(phi, Gamma) module of ordinary elliptic curve Suppose $E$ is an elliptic curve over $\mathbb{Q}_p$ with good ordinary reduction.  Can someone please tell me how to compute the associated $(\phi,\Gamma)$-module of the Tate module of $E$, or give me a reference to where it is computed?
 A: As Laurent has already pointed out, the representation is reducible and hence so is the phi-Gamma module, and writing down the two composition factors is easy; describing the extension class is harder. But it can be done: the relevant ext group is one-dimensional, so up to isomophism there is only one non-split extension, and you just need to write down any old non-split extension and you're done. Sarah Zerbes and I describe a way of doing this in our paper "Wach modules and critical slope p-adic L-functions"; see section 4 of http://arxiv.org/abs/1012.0175. There is another approach in one of Pierre Colmez's papers ("La serie principale unitaire" if I remember rightly).
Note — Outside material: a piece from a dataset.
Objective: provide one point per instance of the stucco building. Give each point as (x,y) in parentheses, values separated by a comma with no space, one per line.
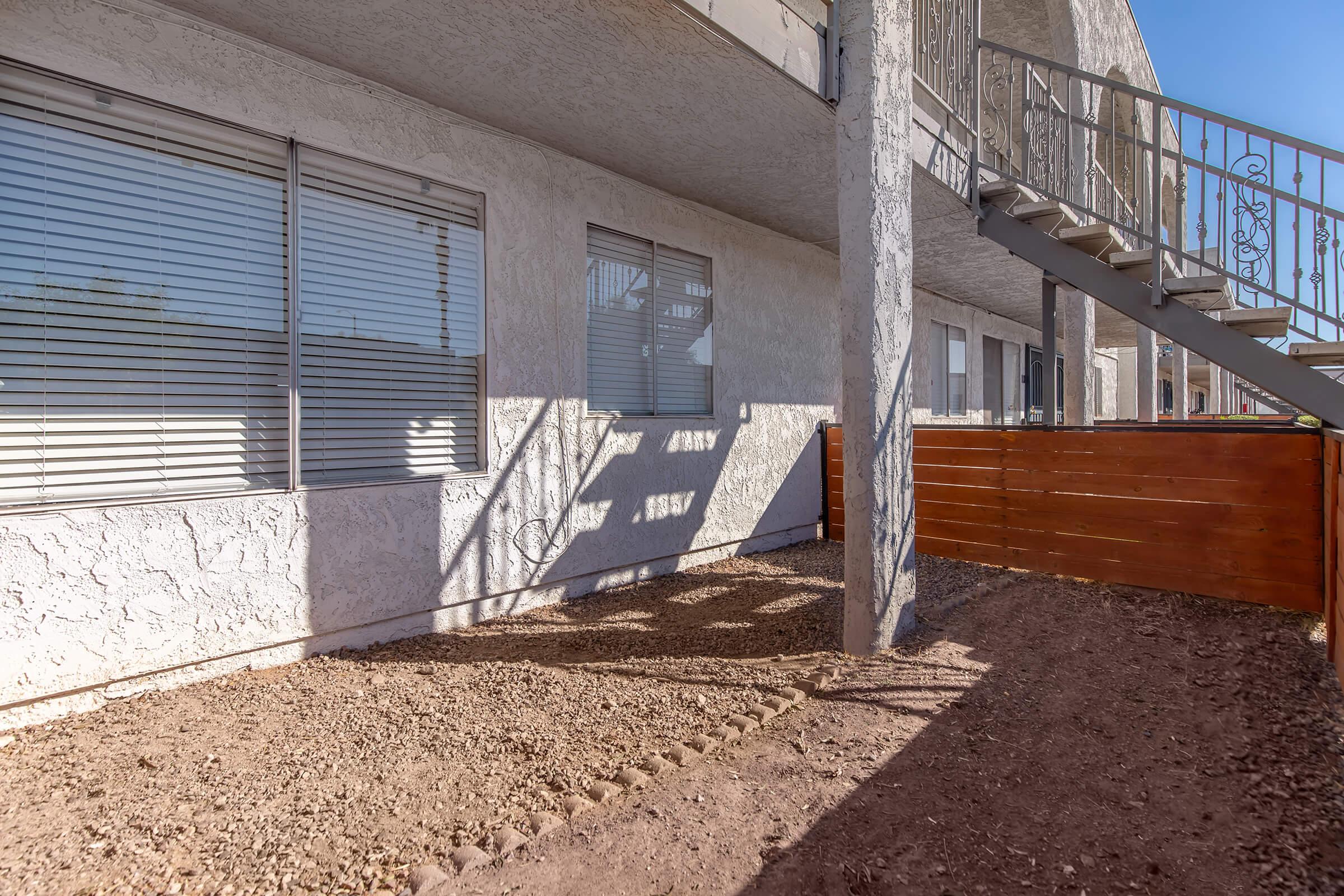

A: If your elliptic curve has good ordinary reduction, then the attached Galois representation is reducible : it is an extension of $\eta_2$ by $\eta_1 \chi$ where $\eta_{1,2}$ are unramified characters and $\chi$ is the cyclotomic character. The $(\phi,\Gamma)$-modules of $\eta_2$ and $\eta_1 \chi$ are easy to compute, so it remains to say something about the extension, ie the upper right star in the matrices of $\phi$ and $\gamma \in \Gamma$. This is less easy; one can't simply write general formulas, but by using the results of Cherbonnier-Colmez (JAMS) and Colmez (eg his paper on trianguline representations), you can say a number of interesting things.